The king of horror has turned his attention to the sports field, but promises ‘dark secrets’ in Blockade Billy, due out next month
He’s tackled murderous dogs, evil zombie children and life on death row, and now master of horror Stephen King is set to take on what could be his least scary topic yet: baseball.
King and independent US publisher Cemetery Dance announced yesterday that a surprise novella from the bestselling author, Blockade Billy (about “the first – and only – player to have his existence completely removed from the record books”) would be published next month, in time for the start of the baseball season. Even William “Blockade Bill” Blakely’s team has been forgotten, meriting “barely a footnote in the game’s history”, with every effort made “to erase any evidence that [he] played professional baseball”. “With good reason,” Cemetery Dance said. “Blockade Billy had a secret darker than any pill or injection that might cause a scandal in sports today. His secret was much, much worse.”

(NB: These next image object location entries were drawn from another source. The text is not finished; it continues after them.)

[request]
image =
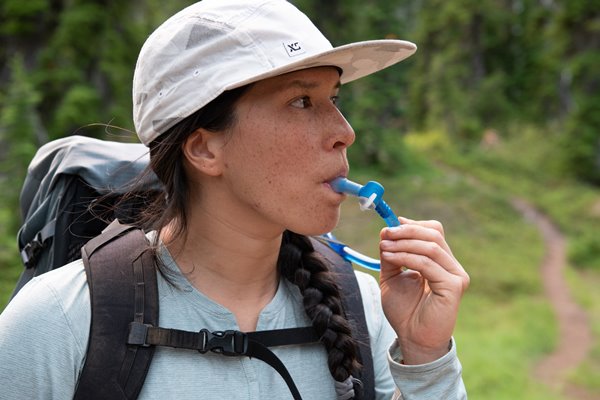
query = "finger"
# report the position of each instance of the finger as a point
(431, 224)
(429, 249)
(440, 280)
(418, 232)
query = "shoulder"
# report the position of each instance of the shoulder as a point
(43, 335)
(56, 298)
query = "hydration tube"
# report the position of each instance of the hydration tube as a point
(370, 197)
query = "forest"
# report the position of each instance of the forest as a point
(500, 106)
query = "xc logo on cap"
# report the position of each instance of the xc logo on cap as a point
(293, 48)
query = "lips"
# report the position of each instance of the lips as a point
(343, 172)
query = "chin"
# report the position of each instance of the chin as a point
(318, 227)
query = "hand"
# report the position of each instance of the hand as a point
(421, 288)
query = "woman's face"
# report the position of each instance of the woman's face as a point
(289, 140)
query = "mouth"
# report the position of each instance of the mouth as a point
(342, 173)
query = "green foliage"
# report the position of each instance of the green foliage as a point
(504, 323)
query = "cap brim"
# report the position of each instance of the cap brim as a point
(356, 60)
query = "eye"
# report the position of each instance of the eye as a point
(302, 102)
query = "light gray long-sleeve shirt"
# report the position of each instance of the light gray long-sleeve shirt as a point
(44, 333)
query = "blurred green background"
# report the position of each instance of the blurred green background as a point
(501, 101)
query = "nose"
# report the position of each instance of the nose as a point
(340, 133)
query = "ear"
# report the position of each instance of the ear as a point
(202, 149)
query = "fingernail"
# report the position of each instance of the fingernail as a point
(386, 254)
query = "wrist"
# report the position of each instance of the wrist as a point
(414, 354)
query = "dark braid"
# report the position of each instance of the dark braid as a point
(299, 264)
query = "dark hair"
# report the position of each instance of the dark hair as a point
(298, 262)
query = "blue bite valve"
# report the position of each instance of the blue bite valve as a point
(370, 197)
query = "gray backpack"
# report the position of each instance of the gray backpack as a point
(73, 189)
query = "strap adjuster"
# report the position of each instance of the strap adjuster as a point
(228, 343)
(138, 334)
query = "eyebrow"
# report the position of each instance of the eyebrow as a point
(303, 84)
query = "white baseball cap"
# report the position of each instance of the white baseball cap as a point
(217, 45)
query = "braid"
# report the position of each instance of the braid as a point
(299, 263)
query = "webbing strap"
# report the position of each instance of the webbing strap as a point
(32, 250)
(227, 343)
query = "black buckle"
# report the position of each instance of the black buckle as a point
(138, 333)
(227, 343)
(30, 252)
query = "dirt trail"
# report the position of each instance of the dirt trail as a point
(575, 337)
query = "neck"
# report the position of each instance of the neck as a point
(234, 267)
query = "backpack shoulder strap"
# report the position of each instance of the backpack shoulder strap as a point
(355, 313)
(123, 288)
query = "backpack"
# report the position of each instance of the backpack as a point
(70, 192)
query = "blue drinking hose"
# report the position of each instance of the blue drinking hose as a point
(370, 196)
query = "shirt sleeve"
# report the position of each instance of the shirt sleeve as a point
(43, 336)
(440, 379)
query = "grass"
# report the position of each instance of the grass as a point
(529, 165)
(505, 323)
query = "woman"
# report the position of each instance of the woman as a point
(236, 101)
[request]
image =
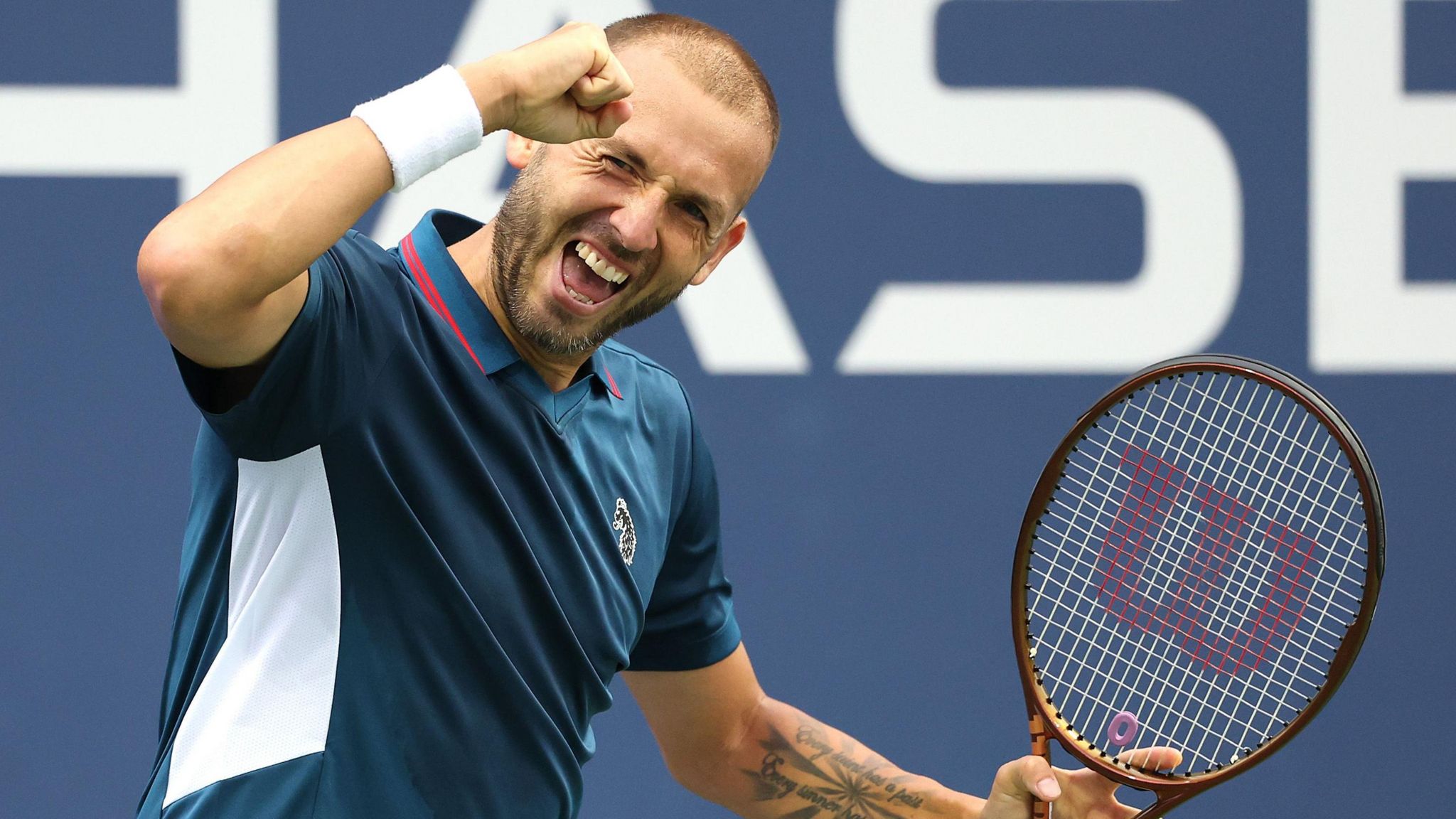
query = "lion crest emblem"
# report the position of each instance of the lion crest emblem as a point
(622, 522)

King said that people had been asking him “for years” about when he was going to write a baseball story. “Ask no more; this is it,” the author said. “I love old-school baseball, and I also love the way people who’ve spent a lifetime in the game talk about the game. I tried to combine those things in a story of suspense.”
A fan of the Boston Red Sox baseball team, King has touched on the sport before, writing a non-fiction essay, Head Down, about his son Owen’s little league team and its road to the Maine state championships. And his novel The Girl Who Loved Tom Gordon follows the story of a nine-year-old girl who gets lost in the woods, and turns for solace to broadcasts of Red Sox games on her Walkman, imagining that pitcher Tom Gordon is with her and protecting her from harm.
Copies of Blockade Bill can be pre-ordered from the Cemetery Dance website.